Ceux qui construisent des startups… et ceux qui façonnent le monde

De Sam Altman à la gouvernance des startups, jusqu’à Anna Akhmatova : ce que cette époque révèle de ceux qui prennent (ou subissent) le pouvoir.

Arbitrage
6 min ⋅ 12/04/2026

Il y a des entrepreneurs qui construisent des produits.

D’autres qui bâtissent des entreprises.

Et puis il y a ceux, beaucoup plus rares, qui tentent de façonner une époque.

Sam Altman fait partie de cette troisième catégorie.

Le portrait que lui consacre The New Yorker est fascinant, non pas tant pour ce qu’il raconte… mais pour ce qu’il laisse entrevoir.

Car Altman n’est pas un fondateur comme les autres.

Ce n’est pas un profil à la Elon Musk, porté par une vision spectaculaire et des prises de position clivantes.

Ce n’est pas non plus un pur opérateur obsédé par ses métriques.

C’est quelqu’un de différent.

Un entrepreneur beaucoup plus difficile à cerner, et probablement pour cette raison, beaucoup plus puissant.

Quand on regarde OpenAI avec une grille d’analyse classique, on se trompe de combat.

On pourrait parler de croissance. De parts de marché. De concurrence avec Google ou Meta.

Mais ce serait passer à côté de l’essentiel.

Le véritable produit d’Altman, ce n’est pas une interface. Ce n’est pas un modèle.

C’est une trajectoire.

Une trajectoire dans laquelle l’intelligence artificielle devient une infrastructure centrale de nos sociétés, au même titre qu’internet.

Et dans cette trajectoire, OpenAI ne cherche pas seulement à gagner. Elle cherche à définir les règles du jeu.

Avec comme stratégie une ambivalence qui est frappante dans ce portrait.

Altman alerte sur les risques, il parle de régulation, évoque des scénarios catastrophes.

Et dans le même temps, il accélère. Toujours plus vite. Toujours plus fort.

Ce paradoxe n’est pas une incohérence.

C’est une stratégie.

Créer suffisamment de peur pour légitimer un cadre. Aller suffisamment vite pour être celui qui l’impose.

Le pouvoir sans le bruit. Fascinant je trouve.

Et déroutant, car nous avons été habitués à une génération de fondateurs bruyants. Visibles. Clivants.

Altman est l’inverse. Pas de coups d’éclat.

Une communication maîtrisée, presque froide.

Mais derrière cette apparente sobriété se cache une réalité simple : il est aujourd’hui l’un des hommes qui influence le plus profondément, et le plus silencieusement, la manière dont le monde va fonctionner demain.

La vraie question n’est donc pas technologique

En lisant ce portrait, une conviction s’impose. Le sujet n’est pas de savoir si l’IA va transformer nos économies. C’est déjà le cas.
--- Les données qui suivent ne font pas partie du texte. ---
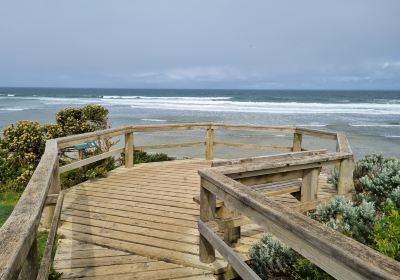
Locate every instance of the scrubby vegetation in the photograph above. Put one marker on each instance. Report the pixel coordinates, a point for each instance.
(372, 218)
(23, 143)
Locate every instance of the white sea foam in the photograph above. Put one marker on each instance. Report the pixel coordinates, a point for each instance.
(227, 104)
(206, 104)
(375, 125)
(13, 109)
(153, 120)
(167, 98)
(311, 125)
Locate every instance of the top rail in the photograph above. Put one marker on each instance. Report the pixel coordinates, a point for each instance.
(17, 235)
(337, 254)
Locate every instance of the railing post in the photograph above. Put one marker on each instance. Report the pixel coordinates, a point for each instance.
(309, 187)
(297, 140)
(129, 149)
(207, 213)
(55, 188)
(30, 267)
(345, 176)
(210, 144)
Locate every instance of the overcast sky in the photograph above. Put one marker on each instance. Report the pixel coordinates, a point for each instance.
(201, 44)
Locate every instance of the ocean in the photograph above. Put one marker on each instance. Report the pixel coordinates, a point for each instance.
(371, 119)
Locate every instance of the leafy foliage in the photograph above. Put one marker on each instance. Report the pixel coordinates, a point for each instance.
(372, 218)
(82, 120)
(304, 269)
(143, 157)
(378, 179)
(271, 258)
(8, 200)
(22, 146)
(386, 234)
(354, 220)
(20, 150)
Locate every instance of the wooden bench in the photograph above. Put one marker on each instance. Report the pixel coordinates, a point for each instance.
(228, 222)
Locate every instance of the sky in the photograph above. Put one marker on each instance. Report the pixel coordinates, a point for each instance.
(309, 44)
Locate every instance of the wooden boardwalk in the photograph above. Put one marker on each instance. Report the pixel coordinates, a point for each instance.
(141, 223)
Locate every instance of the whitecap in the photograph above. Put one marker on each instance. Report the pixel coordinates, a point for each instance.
(153, 120)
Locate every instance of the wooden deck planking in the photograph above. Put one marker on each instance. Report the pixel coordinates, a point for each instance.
(141, 223)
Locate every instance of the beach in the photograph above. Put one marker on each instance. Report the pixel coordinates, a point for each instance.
(371, 119)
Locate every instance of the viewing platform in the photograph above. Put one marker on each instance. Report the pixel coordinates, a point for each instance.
(185, 219)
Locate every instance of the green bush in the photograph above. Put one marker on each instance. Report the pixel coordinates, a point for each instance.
(386, 234)
(143, 157)
(20, 150)
(270, 258)
(354, 220)
(377, 178)
(304, 269)
(22, 146)
(82, 120)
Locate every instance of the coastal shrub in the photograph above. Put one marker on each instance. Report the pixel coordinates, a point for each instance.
(81, 120)
(304, 269)
(394, 197)
(352, 219)
(21, 147)
(270, 258)
(23, 143)
(386, 234)
(377, 178)
(143, 157)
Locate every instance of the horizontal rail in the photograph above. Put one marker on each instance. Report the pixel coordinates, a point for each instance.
(249, 127)
(253, 146)
(227, 252)
(18, 233)
(174, 145)
(317, 133)
(274, 166)
(340, 256)
(89, 160)
(72, 140)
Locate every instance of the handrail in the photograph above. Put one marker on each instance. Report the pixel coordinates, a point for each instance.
(340, 256)
(18, 252)
(18, 234)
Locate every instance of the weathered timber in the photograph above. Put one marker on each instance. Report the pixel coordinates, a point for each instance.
(237, 263)
(89, 160)
(17, 235)
(47, 255)
(210, 144)
(172, 145)
(253, 146)
(340, 256)
(261, 159)
(207, 213)
(129, 150)
(297, 140)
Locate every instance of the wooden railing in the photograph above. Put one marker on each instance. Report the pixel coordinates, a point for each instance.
(231, 182)
(42, 199)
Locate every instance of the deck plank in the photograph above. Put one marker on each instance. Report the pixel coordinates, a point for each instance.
(141, 223)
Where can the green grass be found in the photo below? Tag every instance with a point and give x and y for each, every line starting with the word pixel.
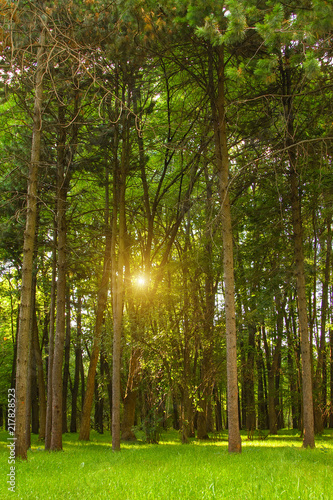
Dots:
pixel 276 468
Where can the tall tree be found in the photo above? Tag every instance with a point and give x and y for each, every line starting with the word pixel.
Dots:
pixel 27 265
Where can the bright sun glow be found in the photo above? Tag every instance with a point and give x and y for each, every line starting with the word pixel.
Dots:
pixel 140 281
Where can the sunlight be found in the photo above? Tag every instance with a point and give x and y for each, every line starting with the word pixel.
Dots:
pixel 140 280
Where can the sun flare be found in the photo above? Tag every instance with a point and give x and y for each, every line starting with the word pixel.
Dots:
pixel 141 281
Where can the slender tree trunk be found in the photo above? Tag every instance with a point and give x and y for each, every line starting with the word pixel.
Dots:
pixel 118 292
pixel 331 365
pixel 48 425
pixel 320 384
pixel 222 163
pixel 78 355
pixel 41 381
pixel 66 363
pixel 308 418
pixel 130 396
pixel 28 252
pixel 101 305
pixel 62 187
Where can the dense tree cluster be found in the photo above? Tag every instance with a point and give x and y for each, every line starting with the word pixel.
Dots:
pixel 166 217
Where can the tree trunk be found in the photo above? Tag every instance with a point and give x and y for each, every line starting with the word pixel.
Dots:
pixel 118 293
pixel 28 251
pixel 41 381
pixel 222 163
pixel 48 424
pixel 66 363
pixel 62 187
pixel 78 355
pixel 319 385
pixel 130 396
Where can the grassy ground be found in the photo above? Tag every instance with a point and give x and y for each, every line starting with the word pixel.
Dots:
pixel 275 468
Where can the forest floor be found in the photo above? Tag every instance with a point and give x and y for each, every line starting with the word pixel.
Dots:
pixel 274 468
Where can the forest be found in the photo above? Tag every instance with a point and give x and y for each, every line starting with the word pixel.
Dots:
pixel 166 220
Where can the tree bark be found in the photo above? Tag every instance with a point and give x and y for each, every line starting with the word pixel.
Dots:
pixel 28 251
pixel 48 424
pixel 62 187
pixel 308 418
pixel 130 396
pixel 66 363
pixel 222 164
pixel 41 381
pixel 101 305
pixel 78 355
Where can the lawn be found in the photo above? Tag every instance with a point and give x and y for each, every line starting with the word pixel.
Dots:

La vraie question est ailleurs : Qui pilote cette transformation ? Et selon quelles règles ?

Car pour la première fois dans l’histoire récente, une poignée d’acteurs privés se retrouvent en position de structurer une rupture technologique qui dépasse largement le cadre économique.

Si l’on applique une grille “The Moon Venture” à ce type de profil, cela donne quelque chose d’assez déroutant :

Une vision hors norme. Une capacité d’exécution déjà prouvée. Un timing parfaitement maîtrisé

Mais aussi :

Un risque de gouvernance majeur. Une dépendance à des équilibres politiques instables. Une asymétrie d’information totale

Autrement dit : Un profil que tout investisseur rêve d’avoir dans son portefeuille… et qu’il serait incapable de réellement maîtriser.

Ce que raconte ce portrait, au fond, dépasse largement le cas Altman.

Il dit quelque chose de notre époque.

Nous entrons dans un monde où les entrepreneurs ne se contentent plus de créer des entreprises.

Ils redessinent les équilibres. Économiques. Politiques. Sociétaux.

Et où, plus que jamais, investir ne consiste plus seulement à analyser un marché ou un business model…

Mais à comprendre quelle vision du monde porte celui qui est en train de le construire.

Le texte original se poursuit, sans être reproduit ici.